Week Ahead: Economic Indicators (EU)
EU, Week Ahead

Week Ahead: Economic Indicators (EU)

Hey, Traders!
For the October 7th week, here is a list of all of the major economic indicators being released during the EU Session, with a brief synopsis of what they represent and what to possibly expect from the markets in reaction.


Monday 7th October
02:00 ET
German Industrial Orders
Manufacturers’ orders are a leading indicator for industrial production.
The figures are calculated every month by the Federal Statistical Office and represent the value of all orders for the delivery of self-made products confirmed by industrial enterprises with 50 or more employees in the respective reporting period.
The results are broken down by both sector and region of origin (domestic and foreign split into euro area and non-euro area). Monthly volatility can be very high, so moving averages give a much better guide to underlying trends.
What to expect:
A reading that is stronger than forecast is generally supportive (bullish) for the Euro, while a weaker than forecast reading is generally negative (bearish) for the Euro.


Tuesday 8th October
02:00 ET
German Industrial Production
Industrial production measures the physical output of the nation’s factories, mines and utilities. Data are collected from companies in the sector with fifty or more employees and include mining and quarrying, manufacturing, energy and, in contrast to its Eurozone counterpart, construction.
Investors want to keep their finger on the pulse of the economy because it usually dictates how various types of investments will perform. The stock market likes to see healthy economic growth because that translates to higher corporate profits. The bond market prefers more subdued growth that will not lead to inflationary pressures. By tracking economic data such as industrial production, investors will know what the economic backdrop is for these markets and their portfolios.
Like the manufacturing orders data, the production index has the advantage of being available in a timely manner giving a more current view of business activity. Those responding to the data collection survey account for about 80 percent of total industrial production. Like the PPI and the orders data, construction is excluded.
What to expect:
A higher than expected reading should be taken as positive/bullish for the EUR, while a lower than expected reading should be taken as negative/bearish for the EUR.


Friday 11th October
02:00 ET
UK GDP
Gross Domestic Product (GDP) measures the total value of a country’s industrial output over a given period. It consists of the aggregate domestic production of goods and services by individuals, businesses, and government.
GDP data is available in dollar or index form. U.K. GDP QoQ is the comparison of growth from one fiscal quarter to the next, represented in a percentage format.GDPQoQ is a leading indicator of U.K. economic health. High levels of GDP growth are viewed as being positive for U.K. indices as well as the GBP.
What to expect:
Low levels of growth are negative to most asset classes and are common to recessionary cycles. The Bank of England (BOE) places a great deal of emphasis on monthly and yearly GDP. Robust growth is often a prelude to monetary tightening, while stagnate levels provide an environment conducive to Quantitative Easing (QE).Traders monitor GDP (MoM) releases closely. Abnormal reports may cause rapid buying or selling of the U.K. indices or GBP. Currency, equities, and commodities markets all exhibit enhanced degrees of volatility surrounding the GDP release.

German HICP
The Harmonized Index of Consumer Prices is an index of consumer prices calculated and published by Destatis, on the basis of a statistical methodology that has been harmonized across all EU member states. HICP is a measure of prices used by the Governing Council of the EU to define and assess price stability in the euro area as a whole in quantitative terms.
What to expect:
By tracking inflation, whether high or low, rising or falling, investors can anticipate how different types of investments will perform. Over the long run, the bond market will rally (fall) when increases in the CPI are small (large). The equity market rallies with the bond market because low inflation promises low interest rates and is good for profits.
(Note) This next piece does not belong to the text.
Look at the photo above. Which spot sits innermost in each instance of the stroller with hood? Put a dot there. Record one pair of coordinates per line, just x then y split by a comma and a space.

UK Manufacturing Production
Manufacturing Production measures the change in the total inflation-adjusted value of output produced by manufacturers. Manufacturing accounts for approximately 80% of overall Industrial Production.
Manufacturing output is the preferred number rather than industrial production which can be unduly influenced by electrical generation and weather. The manufacturing index is widely used as a short-term economic indicator in its own right by both the Bank of England and the UK government. Market analysts also focus on manufacturing and its sub-sectors to get insight on industry performance.
What to expect:
A higher than expected reading should be taken as positive/bullish for the GBP, while a lower than expected reading should be taken as negative/bearish for the GBP.